Die Hauptstadt Chiles mit fast gleich vielen Einwohnern wie die Schweiz ist uns dann doch etwas zu gross. Aber wir haben doch ein paar super Tage hier. Hier fand übrigens vor 2 Wochen ein Formel E Rennen statt, für Beni: «Schade, leider knapp verpasst» für Joli: «Uff, Glück gehabt!».

 

Da wir ein paar Tage zuvor Joli’s Kontakte angeschrieben haben, dürfen wir 4 Nächte bei Eric Muñoz, seiner Freundin Nathalia und deren Hund Milo, in ein freies Zimmer, einziehen. Joli und Eric kennen sich aus ihrer gemeinsamen Zeit im AmaZOOnico in Ecuador. Beim Auspacken unseres Gepäck gibt es gleich eine Schadensmeldung zu bekunden. Joli’s Brille ist ganz hübsch und präzise genau in der Mitte auseinander gebrochen. Somit ist klar was wir hier als erstes zu tun haben, eine neue Brille muss her.

 

Gesagt, getan. Mit Eric’s U Bahn Karte und einer genauen Beschreibung wie, wo und wann wir umsteigen müssen, finden wir den Weg ins Zentrum. Bei jedem Kontakt mit Leuten werden wir immer wieder gemahnt, Vorsicht walten zu lassen. Sei es in der U Bahn oder auf der Strasse, die Langfinger sind hier scheinbar überall. Als wir die Einkaufsstrasse erreichen, welche Eric uns für einen Optiker empfahl, trauen wir unseren Augen nicht.
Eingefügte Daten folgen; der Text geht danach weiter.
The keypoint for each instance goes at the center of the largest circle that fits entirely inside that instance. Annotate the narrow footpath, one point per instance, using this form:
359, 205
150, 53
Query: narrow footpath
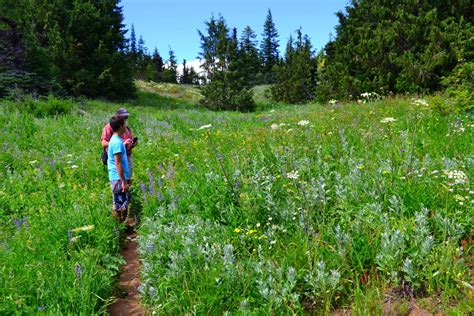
128, 303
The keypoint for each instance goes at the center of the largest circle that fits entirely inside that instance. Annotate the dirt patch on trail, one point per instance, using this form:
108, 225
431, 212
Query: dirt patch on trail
128, 302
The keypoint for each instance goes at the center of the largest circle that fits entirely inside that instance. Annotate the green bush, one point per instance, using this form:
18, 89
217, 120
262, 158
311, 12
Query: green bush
460, 86
441, 105
220, 95
47, 107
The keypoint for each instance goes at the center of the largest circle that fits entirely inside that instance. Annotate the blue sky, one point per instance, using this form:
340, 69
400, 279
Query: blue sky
164, 23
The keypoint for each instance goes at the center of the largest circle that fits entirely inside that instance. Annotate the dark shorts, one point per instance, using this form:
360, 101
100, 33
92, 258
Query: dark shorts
120, 199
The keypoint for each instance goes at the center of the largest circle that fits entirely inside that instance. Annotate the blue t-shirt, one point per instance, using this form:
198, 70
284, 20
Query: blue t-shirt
116, 146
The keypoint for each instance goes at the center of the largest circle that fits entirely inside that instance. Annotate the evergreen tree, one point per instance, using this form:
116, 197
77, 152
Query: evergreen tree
80, 45
185, 77
226, 87
133, 47
295, 75
269, 47
214, 46
170, 73
250, 55
158, 66
400, 47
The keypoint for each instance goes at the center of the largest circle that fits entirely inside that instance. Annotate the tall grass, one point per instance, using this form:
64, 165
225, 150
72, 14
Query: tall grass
291, 210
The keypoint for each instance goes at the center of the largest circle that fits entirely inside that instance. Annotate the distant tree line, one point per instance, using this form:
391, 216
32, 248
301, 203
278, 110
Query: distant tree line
405, 46
80, 48
65, 47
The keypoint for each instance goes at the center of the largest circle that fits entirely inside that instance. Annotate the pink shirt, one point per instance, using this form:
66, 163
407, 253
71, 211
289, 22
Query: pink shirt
107, 133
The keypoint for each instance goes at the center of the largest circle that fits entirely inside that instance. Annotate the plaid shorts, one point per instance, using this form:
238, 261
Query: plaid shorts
120, 199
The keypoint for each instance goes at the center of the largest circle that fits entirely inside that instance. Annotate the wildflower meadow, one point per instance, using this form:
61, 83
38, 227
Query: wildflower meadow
293, 209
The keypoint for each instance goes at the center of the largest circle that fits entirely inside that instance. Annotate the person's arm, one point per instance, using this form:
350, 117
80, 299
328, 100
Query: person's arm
106, 135
118, 165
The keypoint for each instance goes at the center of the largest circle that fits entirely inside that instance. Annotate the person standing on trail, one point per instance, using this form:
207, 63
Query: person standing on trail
129, 141
117, 165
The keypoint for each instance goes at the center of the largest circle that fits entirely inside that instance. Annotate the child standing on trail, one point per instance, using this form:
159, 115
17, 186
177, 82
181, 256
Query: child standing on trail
129, 141
119, 171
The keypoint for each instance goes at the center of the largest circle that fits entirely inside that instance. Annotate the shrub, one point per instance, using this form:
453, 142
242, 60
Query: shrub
220, 95
47, 107
460, 86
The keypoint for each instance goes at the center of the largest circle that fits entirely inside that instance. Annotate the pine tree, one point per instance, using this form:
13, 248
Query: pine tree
396, 47
158, 64
250, 55
226, 87
185, 76
295, 75
133, 47
80, 45
269, 47
170, 72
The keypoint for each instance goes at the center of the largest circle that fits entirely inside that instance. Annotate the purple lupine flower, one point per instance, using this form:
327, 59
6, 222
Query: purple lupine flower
17, 223
151, 178
143, 187
78, 270
191, 167
159, 196
171, 174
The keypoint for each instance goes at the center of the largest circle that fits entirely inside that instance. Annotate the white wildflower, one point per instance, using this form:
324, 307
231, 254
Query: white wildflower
83, 228
458, 176
419, 102
388, 120
293, 175
204, 127
303, 123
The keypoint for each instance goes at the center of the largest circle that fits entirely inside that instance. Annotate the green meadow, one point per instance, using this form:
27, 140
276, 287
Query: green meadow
292, 209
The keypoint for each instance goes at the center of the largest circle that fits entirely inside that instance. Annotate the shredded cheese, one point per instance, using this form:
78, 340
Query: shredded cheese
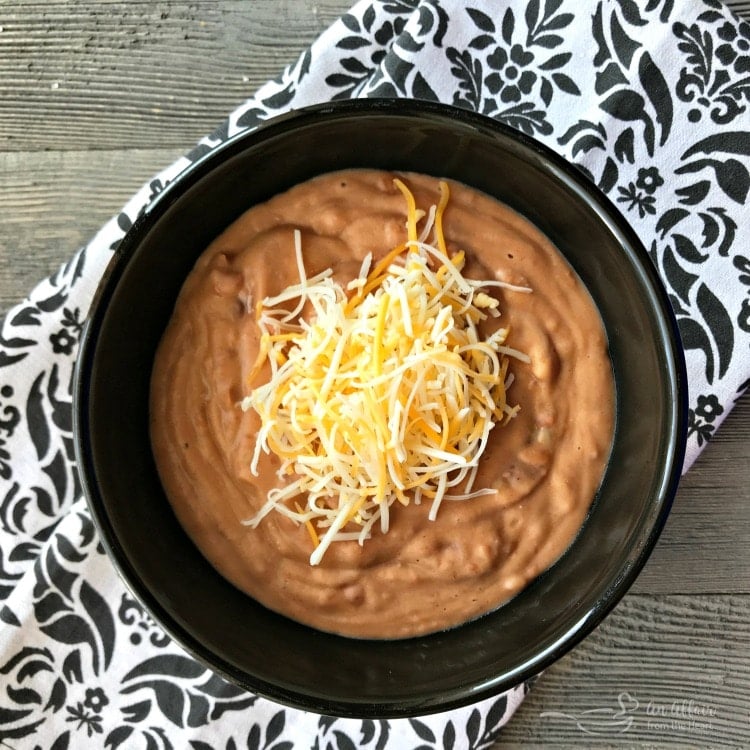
385, 396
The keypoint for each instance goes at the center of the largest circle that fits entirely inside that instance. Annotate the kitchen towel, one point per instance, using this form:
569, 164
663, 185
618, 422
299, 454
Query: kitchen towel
648, 98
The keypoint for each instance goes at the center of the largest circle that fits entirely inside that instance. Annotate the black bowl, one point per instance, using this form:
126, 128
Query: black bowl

An dieser langen Strasse, hat es so viele Optikergeschäfte aneinander gereiht wie wir es noch nie gesehen haben. Deren Mitarbeiter stehen auf der Strasse und sprechen dich an eine Brille zu kaufen, Sonderangebot hier und da. Hier reihen sich wirklich dutzende Optiker Tür an Tür aneinander – andere Läden gibt es nicht. Wahrscheinlich wächst hier erst gerade erst die erste Generation «Kurz- und Weitsichtig» heran, anders können wir uns den Überfluss an Optikern nicht erklären. Denn auch hier sind die Tablets und Smartphones mittlerweile weit verbreitet. Nicht selten sehen wir auch hier schon Kleinkinder, welche zwar kaum laufen können, aber bereits YouTube Videos auf dem Smartphone anschauen und auch genau wissen wie sie diese starten und pausieren können - lieber Steve Jobs: «Was hast du nur getan.». Nun denn, wir entschieden uns auf einen stundenlangen Preisvergleich zu verzichten und steuern den ersten Optiker an. «Haben sie Gläser mit dieser Korrektur im Haus?», «Ja? Super.»,  «Nein, dieses Modell nicht, nein dieses auch nicht. Ja das Modell passt.», «Wann kann ich die Brille abholen? 16:00? Sehr gut!» 10 Minuten später und um 120.- leichter verlassen wir den Optiker und holen die Brille vier Stunden später ab.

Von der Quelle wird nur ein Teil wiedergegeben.